Parallelizing sequential applications on commodity hardware using a low-cost software transactional memory

  • Authors:
  • Mojtaba Mehrara;Jeff Hao;Po-Chun Hsu;Scott Mahlke

  • Affiliations:
  • University of Michigan, Ann Arbor, MI, USA;University of Michigan, Ann Arbor, MI, USA;University of Michigan, Ann Arbor, MI, USA;University of Michigan, Ann Arbor, MI, USA

  • Venue:
  • Proceedings of the 2009 ACM SIGPLAN conference on Programming language design and implementation
  • Year:
  • 2009

Quantified Score

Hi-index 0.00

Visualization

Abstract

Multicore designs have emerged as the mainstream design paradigm for the microprocessor industry. Unfortunately, providing multiple cores does not directly translate into performance for most applications. The industry has already fallen short of the decades-old performance trend of doubling performance every 18 months. An attractive approach for exploiting multiple cores is to rely on tools, both compilers and runtime optimizers, to automatically extract threads from sequential applications. However, despite decades of research on automatic parallelization, most techniques are only effective in the scientific and data parallel domains where array dominated codes can be precisely analyzed by the compiler.
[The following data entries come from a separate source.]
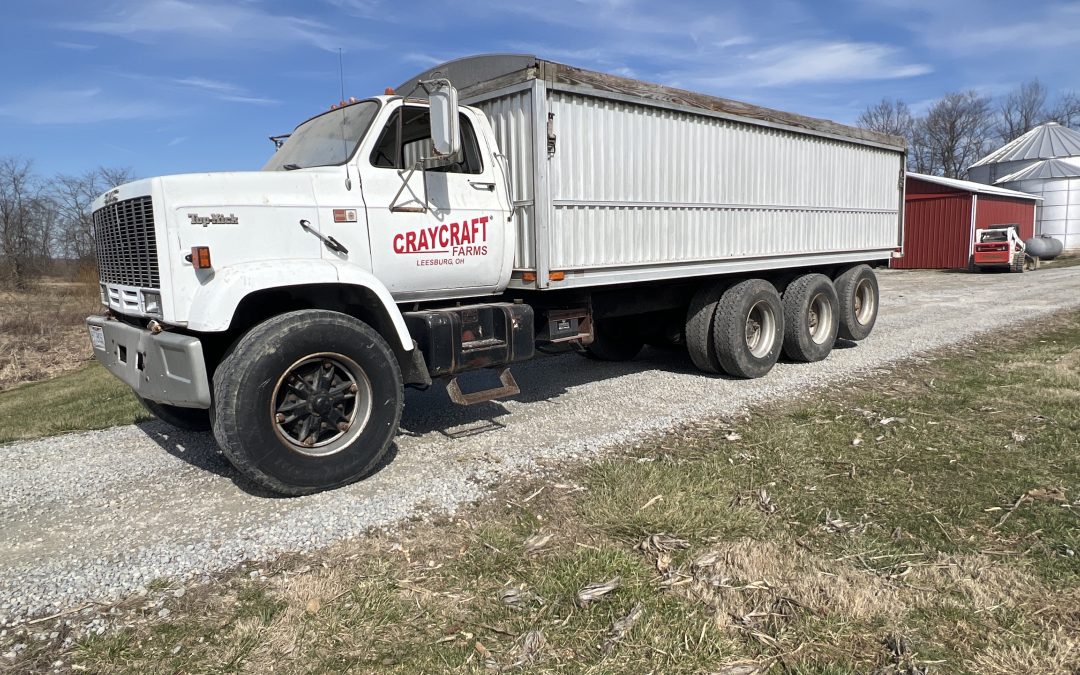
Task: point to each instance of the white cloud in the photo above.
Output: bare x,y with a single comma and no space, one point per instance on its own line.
224,91
54,105
78,46
801,63
200,22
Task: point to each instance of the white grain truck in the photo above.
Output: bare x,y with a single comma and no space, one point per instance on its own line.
405,239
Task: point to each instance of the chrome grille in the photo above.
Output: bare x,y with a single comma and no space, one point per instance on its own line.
126,252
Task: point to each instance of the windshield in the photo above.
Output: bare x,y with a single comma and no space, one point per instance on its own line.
325,140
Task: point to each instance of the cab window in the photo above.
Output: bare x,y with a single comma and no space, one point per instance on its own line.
416,144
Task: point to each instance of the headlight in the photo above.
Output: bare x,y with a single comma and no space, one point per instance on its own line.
151,304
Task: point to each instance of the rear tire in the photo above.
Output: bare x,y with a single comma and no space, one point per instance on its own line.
811,318
307,401
615,340
748,328
858,292
699,327
188,419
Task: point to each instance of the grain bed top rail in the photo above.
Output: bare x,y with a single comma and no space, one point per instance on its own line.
475,76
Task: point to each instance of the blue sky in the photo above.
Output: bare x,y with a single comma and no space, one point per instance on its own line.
186,85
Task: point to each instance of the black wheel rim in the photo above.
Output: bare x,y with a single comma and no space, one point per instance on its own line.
321,404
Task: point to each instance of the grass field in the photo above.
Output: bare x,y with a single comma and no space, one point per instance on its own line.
921,521
89,397
42,334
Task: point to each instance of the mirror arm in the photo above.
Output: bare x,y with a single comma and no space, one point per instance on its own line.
393,203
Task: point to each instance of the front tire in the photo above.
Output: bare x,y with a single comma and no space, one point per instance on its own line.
858,292
748,328
1017,265
307,401
811,318
188,419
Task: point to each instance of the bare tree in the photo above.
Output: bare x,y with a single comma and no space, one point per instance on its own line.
955,132
1023,109
73,196
1066,110
25,223
888,117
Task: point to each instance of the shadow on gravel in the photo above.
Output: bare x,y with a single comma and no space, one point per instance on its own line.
200,450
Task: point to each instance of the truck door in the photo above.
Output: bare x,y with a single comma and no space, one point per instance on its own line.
446,235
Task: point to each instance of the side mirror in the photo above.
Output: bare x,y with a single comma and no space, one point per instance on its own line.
445,124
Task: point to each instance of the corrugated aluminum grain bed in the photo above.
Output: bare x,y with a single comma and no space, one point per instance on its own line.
596,158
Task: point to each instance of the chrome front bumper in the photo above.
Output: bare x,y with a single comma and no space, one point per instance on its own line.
164,367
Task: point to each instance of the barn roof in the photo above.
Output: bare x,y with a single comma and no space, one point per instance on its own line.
968,186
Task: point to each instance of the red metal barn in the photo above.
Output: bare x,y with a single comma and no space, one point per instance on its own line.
941,216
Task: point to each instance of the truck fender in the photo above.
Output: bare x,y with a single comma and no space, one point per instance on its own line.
215,304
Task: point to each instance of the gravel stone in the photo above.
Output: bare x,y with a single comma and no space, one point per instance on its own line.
99,515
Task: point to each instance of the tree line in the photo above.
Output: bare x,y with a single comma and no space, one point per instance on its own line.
961,127
43,220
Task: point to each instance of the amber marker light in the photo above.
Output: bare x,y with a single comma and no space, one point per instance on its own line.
200,257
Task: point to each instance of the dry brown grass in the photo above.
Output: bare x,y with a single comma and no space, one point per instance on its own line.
41,329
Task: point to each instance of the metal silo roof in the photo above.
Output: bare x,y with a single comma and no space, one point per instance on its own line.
1043,142
1045,169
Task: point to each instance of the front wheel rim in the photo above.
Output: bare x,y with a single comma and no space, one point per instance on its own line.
865,301
321,404
760,329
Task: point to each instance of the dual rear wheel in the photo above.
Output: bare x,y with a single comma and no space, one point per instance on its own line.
742,328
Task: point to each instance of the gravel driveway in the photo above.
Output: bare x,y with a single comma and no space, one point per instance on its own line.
97,515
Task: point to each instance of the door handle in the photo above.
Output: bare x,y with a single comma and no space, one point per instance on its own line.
332,243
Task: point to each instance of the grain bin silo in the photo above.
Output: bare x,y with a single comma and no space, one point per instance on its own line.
1044,161
1057,181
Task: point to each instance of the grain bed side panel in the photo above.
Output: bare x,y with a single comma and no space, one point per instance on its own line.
635,185
511,117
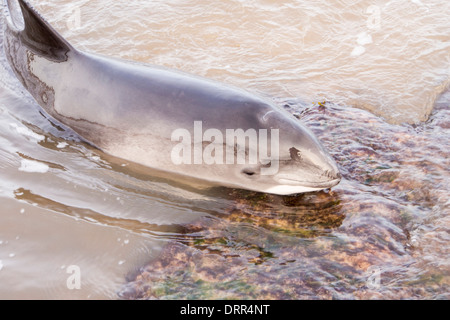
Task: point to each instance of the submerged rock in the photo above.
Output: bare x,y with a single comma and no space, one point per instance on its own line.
381,234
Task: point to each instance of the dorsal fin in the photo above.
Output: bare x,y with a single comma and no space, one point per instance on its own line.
39,35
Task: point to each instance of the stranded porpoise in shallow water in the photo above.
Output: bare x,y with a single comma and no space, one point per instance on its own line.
174,122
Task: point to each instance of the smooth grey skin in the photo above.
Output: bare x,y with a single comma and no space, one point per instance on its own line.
130,110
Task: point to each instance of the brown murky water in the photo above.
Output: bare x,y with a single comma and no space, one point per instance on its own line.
382,233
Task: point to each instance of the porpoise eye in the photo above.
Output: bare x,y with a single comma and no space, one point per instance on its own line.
295,154
248,172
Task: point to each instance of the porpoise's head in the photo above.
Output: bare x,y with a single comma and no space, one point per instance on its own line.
267,151
294,161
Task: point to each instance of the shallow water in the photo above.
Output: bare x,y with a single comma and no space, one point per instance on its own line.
383,232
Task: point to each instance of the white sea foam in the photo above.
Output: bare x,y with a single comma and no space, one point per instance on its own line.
33,166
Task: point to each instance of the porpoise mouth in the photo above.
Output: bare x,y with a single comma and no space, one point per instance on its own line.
310,184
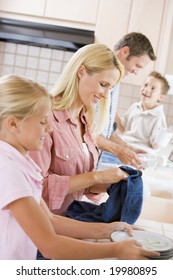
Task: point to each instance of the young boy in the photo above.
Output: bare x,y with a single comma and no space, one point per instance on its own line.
142,121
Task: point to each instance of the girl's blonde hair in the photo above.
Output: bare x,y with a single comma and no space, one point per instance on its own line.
96,58
20,96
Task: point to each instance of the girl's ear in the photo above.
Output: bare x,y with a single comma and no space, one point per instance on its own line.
161,98
11,123
125,51
81,72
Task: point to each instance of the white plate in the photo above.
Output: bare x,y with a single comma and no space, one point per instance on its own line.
149,240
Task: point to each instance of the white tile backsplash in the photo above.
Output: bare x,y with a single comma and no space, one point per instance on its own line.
45,65
42,64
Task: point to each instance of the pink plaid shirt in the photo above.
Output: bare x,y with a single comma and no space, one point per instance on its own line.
61,157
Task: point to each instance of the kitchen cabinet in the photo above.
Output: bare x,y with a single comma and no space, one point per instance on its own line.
110,19
25,7
73,10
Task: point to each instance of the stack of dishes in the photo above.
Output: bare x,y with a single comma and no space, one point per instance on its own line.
148,240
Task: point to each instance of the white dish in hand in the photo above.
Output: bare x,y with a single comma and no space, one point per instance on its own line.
148,240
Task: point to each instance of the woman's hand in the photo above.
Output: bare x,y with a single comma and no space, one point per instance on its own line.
110,176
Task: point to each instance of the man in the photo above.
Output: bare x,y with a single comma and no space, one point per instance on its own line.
134,51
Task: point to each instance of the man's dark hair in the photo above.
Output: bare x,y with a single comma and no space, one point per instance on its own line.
138,44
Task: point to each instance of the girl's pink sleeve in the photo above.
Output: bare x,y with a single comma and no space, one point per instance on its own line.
55,187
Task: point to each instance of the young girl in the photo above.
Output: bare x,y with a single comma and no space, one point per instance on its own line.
25,221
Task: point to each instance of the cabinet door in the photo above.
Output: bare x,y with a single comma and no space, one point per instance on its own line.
73,10
27,7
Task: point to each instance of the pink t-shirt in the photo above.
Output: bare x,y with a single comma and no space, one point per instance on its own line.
62,156
20,177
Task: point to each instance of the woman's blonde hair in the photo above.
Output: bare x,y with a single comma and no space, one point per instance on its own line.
96,58
20,96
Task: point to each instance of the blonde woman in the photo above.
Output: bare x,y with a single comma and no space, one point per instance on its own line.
69,156
25,221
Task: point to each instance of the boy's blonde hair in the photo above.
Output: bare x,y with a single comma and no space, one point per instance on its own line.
20,96
96,58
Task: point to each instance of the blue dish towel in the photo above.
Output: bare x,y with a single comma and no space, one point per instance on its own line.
123,204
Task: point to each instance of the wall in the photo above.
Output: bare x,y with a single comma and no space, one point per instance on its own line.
110,19
41,64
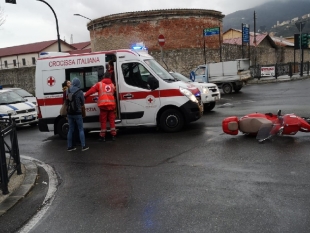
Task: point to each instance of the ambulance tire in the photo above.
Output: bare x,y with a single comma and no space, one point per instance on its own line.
171,120
62,128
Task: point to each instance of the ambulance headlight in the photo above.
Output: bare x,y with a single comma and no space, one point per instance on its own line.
188,94
11,112
205,90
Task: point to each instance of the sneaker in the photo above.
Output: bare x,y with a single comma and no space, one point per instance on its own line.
85,148
71,148
101,139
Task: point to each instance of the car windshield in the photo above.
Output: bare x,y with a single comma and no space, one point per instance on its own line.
159,70
181,77
22,92
10,97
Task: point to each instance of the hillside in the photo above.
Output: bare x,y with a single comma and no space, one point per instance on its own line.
268,14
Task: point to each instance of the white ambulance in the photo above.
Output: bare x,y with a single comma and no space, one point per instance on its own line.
147,95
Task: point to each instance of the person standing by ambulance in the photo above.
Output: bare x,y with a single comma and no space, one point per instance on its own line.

Thread-level speculation offers the opportunity to expand parallelization to general-purpose programs, but at the cost of expensive hardware support. In this paper, we focus on providing low-overhead software support for exploiting speculative parallelism. We propose STMlite, a light-weight software transactional memory model that is customized to facilitate profile-guided automatic loop parallelization. STMlite eliminates a considerable amount of checking and locking overhead in conventional software transactional memory models by decoupling the commit phase from main transaction execution. Further, strong atomicity requirements for generic transactional memories are unnecessary within a stylized automatic parallelization framework. STMlite enables sequential applications to extract meaningful performance gains on commodity multicore hardware.